W regionie jest pięć spółek PKS: w Białymstoku, Łomży, Suwałkach, Siemiatyczach i Zambrowie. W 2011 roku samorząd województwa przejął je od Skarbu Państwa. Łącznie pracuje tam ok. 800 osób.

Kilka miesięcy temu pojawił się pomysł ich połączenia w jeden podmiot w formie inkorporacji, czyli wchłonięcia czterech pozostałych spółek do PKS Białystok. Dokumenty są w sądzie rejestrowym, badał je już biegły rewident i uznał, że nie ma przeciwwskazań. Trwa podejmowanie decyzji przez walne zgromadzenia.

Główny powód połączenia to trudna sytuacja finansowa spółek. W sierpniu o sprawie dyskutowano na sesji sejmiku województwa, choć do takiej formy przekształceń jego zgoda nie jest potrzebna. W imieniu zarządu argumenty za inkorporacją przedstawiał wówczas marszałek województwa Jerzy Leszczyński (PSL).

Przeciwni połączeniu są związkowcy spółek z Suwałk i Zambrowa, uważają, że dojdzie do zwolnień. Kilka dni temu przywieźli do Białegostoku w sumie ponad 6 tys. podpisów osób sprzeciwiających się.

Reklama

Do tej pory Platforma Obywatelska nie zgłaszała krytycznych uwag do pomysłu połączenia PKS. To ona wraz z ludowcami współtworzy koalicję. W 30-osobowym sejmiku PSL ma 9 radnych, PO - 8. W zarządzie województwa PSL ma stanowisko marszałka i dwóch członków, PO - dwóch wicemarszałków.

W piątek jednak Platforma postawiła zarzut, że jej wicemarszałkowie nie mają wiedzy na temat trwającego już dłuższy czas procesu. "Klub PO zarekomendował swoim wicemarszałkom głosowanie na posiedzeniu zarządu województwa przeciwko połączeniu spółek" - mówił dziennikarzom szef klubu radnych PO, przewodniczący sejmiku Jarosław Dworzański.

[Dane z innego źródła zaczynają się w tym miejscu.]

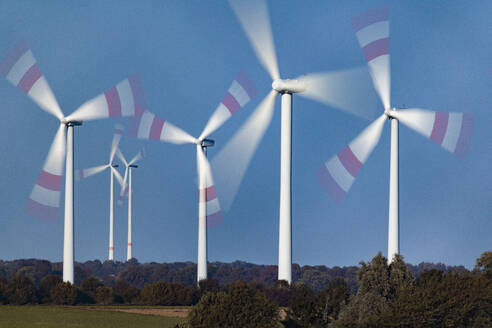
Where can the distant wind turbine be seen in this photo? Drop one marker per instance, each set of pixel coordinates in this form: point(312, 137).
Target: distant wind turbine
point(127, 189)
point(85, 173)
point(450, 130)
point(149, 126)
point(125, 99)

Główny argument to - jak mówiono na konferencji - brak pełnej informacji na temat inkorporacji.

Dworzański powiedział, że konieczność zmian trzeba przedstawiać w taki sposób, aby "ludzie, którzy są tym objęci, mieli do tego pozytywny stosunek". Wymienił załogi spółek, samorządy lokalne i mieszkańców, dla których usługi PKS są świadczone.

Dodał, że klub PO ocenił, iż projekt został przygotowany w sposób niewłaściwy. "Pozostawia bardzo wiele wątpliwości, prowadzone to było w sposób chaotyczny, do dziś nie mamy bardzo wielu informacji na temat tego, jak to ma wyglądać +day after+, czyli zaraz po połączeniu tych spółek" - powiedział.

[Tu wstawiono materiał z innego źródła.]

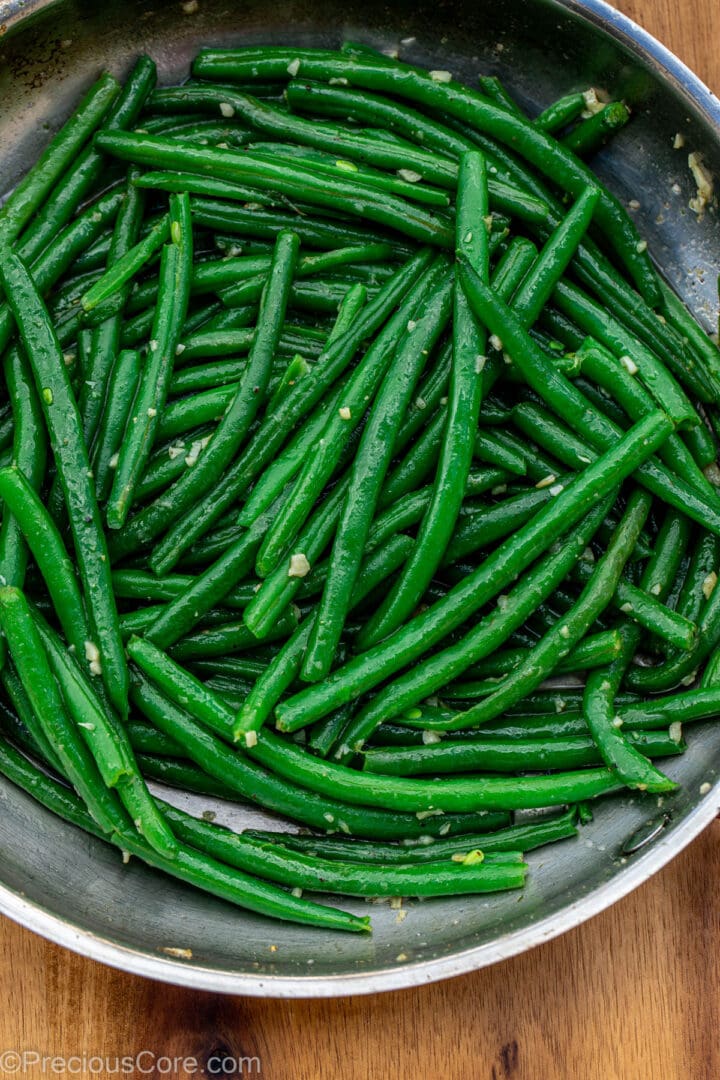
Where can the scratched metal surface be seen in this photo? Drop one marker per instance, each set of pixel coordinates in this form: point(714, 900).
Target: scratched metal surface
point(75, 889)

Wicemarszałek Anna Naszkiewicz dodała, że głównym powodem decyzji jest to, iż - jak powiedziała - dopiero w piątek zarówno ona, jak i wicemarszałek Maciej Żywno, otrzymali dokumentację dotyczącą procesu łączenia PKS. "Czyni to też niemożliwym podejmowanie, czy przynajmniej utrudnia, podejmowanie decyzji w tej sprawie" - mówiła Naszkiewicz.

Żywno dodał, że nie ma odpowiedzi na pytania, jak struktura spółek będzie wyglądała po połączeniu, w jakim składzie i jak powoływany będzie zarząd, co z załogami. Apelował o więcej informacji i czas, by przedstawiciele PO w zarządzie mogli skonsultować się ze swoimi ekspertami i móc świadomie odpowiedzieć na pytanie, czy połączenie to dobra decyzja.

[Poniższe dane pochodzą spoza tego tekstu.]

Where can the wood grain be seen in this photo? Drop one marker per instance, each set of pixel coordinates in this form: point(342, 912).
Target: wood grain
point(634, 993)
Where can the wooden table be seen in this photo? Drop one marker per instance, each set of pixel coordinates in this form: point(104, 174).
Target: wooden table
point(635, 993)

"Na najbliższym zarządzie nie jesteśmy w stanie poprzeć koalicjanta w tej decyzji" - dodał Żywno.

Dworzański dodał, że może warto byłoby rozważyć "rozwiązanie alternatywne": zgodzić się na połączenie "na zasadzie dobrowolności" tych podmiotów, które wyrażają na to zgodę.

Przyznał, że w zarządzie województwa to ludowcy mają większość i mogą zdecydować samodzielnie. "Będzie to wzięcie całkowicie odpowiedzialności za cały proces, przeprowadzenie tego procesu, jego konsekwencje i będzie to (...) rażące naruszenie umowy koalicyjnej. Bo umówiliśmy się, że w tego typu sprawach głosowania będą jednomyślne" - mówił Dworzański.

Z przebywającym w piątek w Suwałkach marszałkiem Jerzym Leszczyńskim PAP nie udało się skontaktować. Paweł Staniurski z Urzędu Marszałkowskiego w Białymstoku powiedział PAP, że tego dnia nie należy się jednak spodziewać jego komentarza. (PAP)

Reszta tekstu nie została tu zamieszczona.